There aren’t really any particulars to go with this one; it’s just generally inspired by nighttime views of cities, in particular Newcastle. It sounds a bit too much like The Love Song of J. Alfred Prufrock and other early Eliot at times for my comfort, otherwise I’m quite keen on it.
I’m not completely sure what this is about. I remember one day in Oxford locking my bike up opposite the house in Jeune Street where I lived and looking towards it and imagining somebody waiting whom I knew wasn’t there… luckily, however, it doesn’t sound remotely like de la Mare.

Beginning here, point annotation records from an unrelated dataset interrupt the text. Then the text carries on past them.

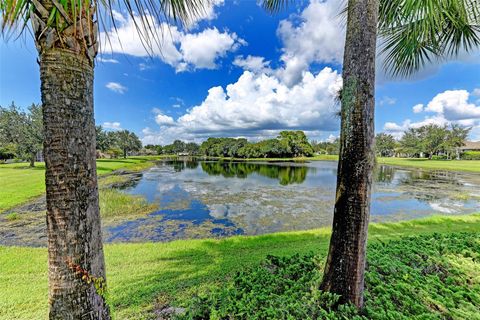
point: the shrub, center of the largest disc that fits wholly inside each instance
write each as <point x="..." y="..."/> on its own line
<point x="423" y="277"/>
<point x="471" y="155"/>
<point x="279" y="288"/>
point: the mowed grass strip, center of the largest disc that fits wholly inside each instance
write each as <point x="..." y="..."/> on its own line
<point x="452" y="165"/>
<point x="19" y="183"/>
<point x="139" y="274"/>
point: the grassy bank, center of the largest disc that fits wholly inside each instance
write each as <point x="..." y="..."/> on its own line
<point x="453" y="165"/>
<point x="324" y="157"/>
<point x="20" y="183"/>
<point x="142" y="275"/>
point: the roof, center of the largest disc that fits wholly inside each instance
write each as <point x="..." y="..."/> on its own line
<point x="471" y="145"/>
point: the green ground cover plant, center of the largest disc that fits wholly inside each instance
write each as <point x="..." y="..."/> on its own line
<point x="421" y="277"/>
<point x="453" y="165"/>
<point x="143" y="277"/>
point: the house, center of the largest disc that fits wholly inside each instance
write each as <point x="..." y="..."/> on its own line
<point x="470" y="146"/>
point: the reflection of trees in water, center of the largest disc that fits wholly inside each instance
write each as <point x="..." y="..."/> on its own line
<point x="384" y="174"/>
<point x="422" y="185"/>
<point x="285" y="174"/>
<point x="179" y="165"/>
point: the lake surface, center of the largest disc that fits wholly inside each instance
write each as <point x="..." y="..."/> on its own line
<point x="212" y="198"/>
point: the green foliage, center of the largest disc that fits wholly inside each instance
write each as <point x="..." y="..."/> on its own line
<point x="471" y="155"/>
<point x="285" y="175"/>
<point x="385" y="144"/>
<point x="114" y="153"/>
<point x="428" y="277"/>
<point x="12" y="216"/>
<point x="127" y="141"/>
<point x="21" y="133"/>
<point x="139" y="273"/>
<point x="287" y="144"/>
<point x="422" y="163"/>
<point x="116" y="204"/>
<point x="279" y="288"/>
<point x="327" y="147"/>
<point x="21" y="183"/>
<point x="423" y="277"/>
<point x="416" y="32"/>
<point x="433" y="139"/>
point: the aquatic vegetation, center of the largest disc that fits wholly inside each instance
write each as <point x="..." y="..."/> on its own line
<point x="115" y="205"/>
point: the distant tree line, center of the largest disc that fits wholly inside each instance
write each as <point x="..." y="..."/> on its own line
<point x="326" y="147"/>
<point x="115" y="144"/>
<point x="21" y="133"/>
<point x="287" y="144"/>
<point x="432" y="141"/>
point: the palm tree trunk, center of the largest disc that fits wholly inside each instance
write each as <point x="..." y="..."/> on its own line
<point x="32" y="160"/>
<point x="73" y="217"/>
<point x="345" y="266"/>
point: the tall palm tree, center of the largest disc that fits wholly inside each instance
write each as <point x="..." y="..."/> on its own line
<point x="66" y="37"/>
<point x="413" y="32"/>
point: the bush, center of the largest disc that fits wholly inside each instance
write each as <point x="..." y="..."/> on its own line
<point x="471" y="155"/>
<point x="424" y="277"/>
<point x="280" y="288"/>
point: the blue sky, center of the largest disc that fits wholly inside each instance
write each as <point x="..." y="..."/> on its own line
<point x="240" y="72"/>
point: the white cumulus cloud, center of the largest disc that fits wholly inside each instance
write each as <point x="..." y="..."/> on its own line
<point x="112" y="125"/>
<point x="183" y="51"/>
<point x="319" y="37"/>
<point x="448" y="107"/>
<point x="417" y="108"/>
<point x="116" y="87"/>
<point x="252" y="63"/>
<point x="257" y="105"/>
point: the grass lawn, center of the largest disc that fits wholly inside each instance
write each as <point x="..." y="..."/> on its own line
<point x="139" y="275"/>
<point x="454" y="165"/>
<point x="20" y="183"/>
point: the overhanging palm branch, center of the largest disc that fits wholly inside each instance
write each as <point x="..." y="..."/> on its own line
<point x="52" y="18"/>
<point x="413" y="32"/>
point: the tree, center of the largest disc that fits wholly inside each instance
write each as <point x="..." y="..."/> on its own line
<point x="21" y="132"/>
<point x="66" y="36"/>
<point x="456" y="138"/>
<point x="102" y="139"/>
<point x="127" y="141"/>
<point x="414" y="32"/>
<point x="411" y="142"/>
<point x="385" y="144"/>
<point x="433" y="138"/>
<point x="296" y="142"/>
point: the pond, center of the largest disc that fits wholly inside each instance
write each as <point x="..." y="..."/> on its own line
<point x="220" y="198"/>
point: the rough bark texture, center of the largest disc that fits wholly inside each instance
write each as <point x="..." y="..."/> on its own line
<point x="73" y="216"/>
<point x="345" y="267"/>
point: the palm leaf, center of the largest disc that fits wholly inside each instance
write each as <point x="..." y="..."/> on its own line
<point x="415" y="32"/>
<point x="63" y="14"/>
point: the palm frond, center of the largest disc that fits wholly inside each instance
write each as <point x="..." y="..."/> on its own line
<point x="76" y="15"/>
<point x="414" y="32"/>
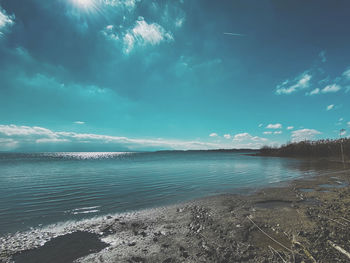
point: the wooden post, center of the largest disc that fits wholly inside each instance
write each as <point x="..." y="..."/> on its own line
<point x="341" y="146"/>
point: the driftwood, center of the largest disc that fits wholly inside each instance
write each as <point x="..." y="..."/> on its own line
<point x="274" y="240"/>
<point x="340" y="249"/>
<point x="275" y="251"/>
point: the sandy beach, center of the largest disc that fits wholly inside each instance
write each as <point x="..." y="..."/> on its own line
<point x="305" y="220"/>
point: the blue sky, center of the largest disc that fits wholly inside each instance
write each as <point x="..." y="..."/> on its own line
<point x="114" y="75"/>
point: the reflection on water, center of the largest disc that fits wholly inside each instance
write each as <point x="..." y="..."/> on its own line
<point x="44" y="188"/>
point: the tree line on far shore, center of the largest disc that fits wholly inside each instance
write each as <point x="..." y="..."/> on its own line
<point x="319" y="148"/>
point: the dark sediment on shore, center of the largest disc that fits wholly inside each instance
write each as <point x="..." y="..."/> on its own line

Seascale on the Cumbrian coast is just a few miles from the Sellafield reprocessing plant; that’s not what the poem is about, though it’s there in the background. I got the impression of a slightly faded seaside town that didn’t know what to do with itself: I don’t claim this is fair. Note that the first and third lines are longer than the second and fourth, which sometimes give a (not entirely inappropriate) feeling of something missing.
I capitalised Tarmac because Mr Tarmac’s lawyer, if he cares
enough, is liable to complain, even though in practice we’ve been
using it as a generic noun for decades. (The argument is that the
generic noun is tarmacadam
. Have you ever heard that
outside slightly stilted early twentieth century novels?)
Another in the series of confessions under the heading ‘derivative’: this now sounds to me like late Housman.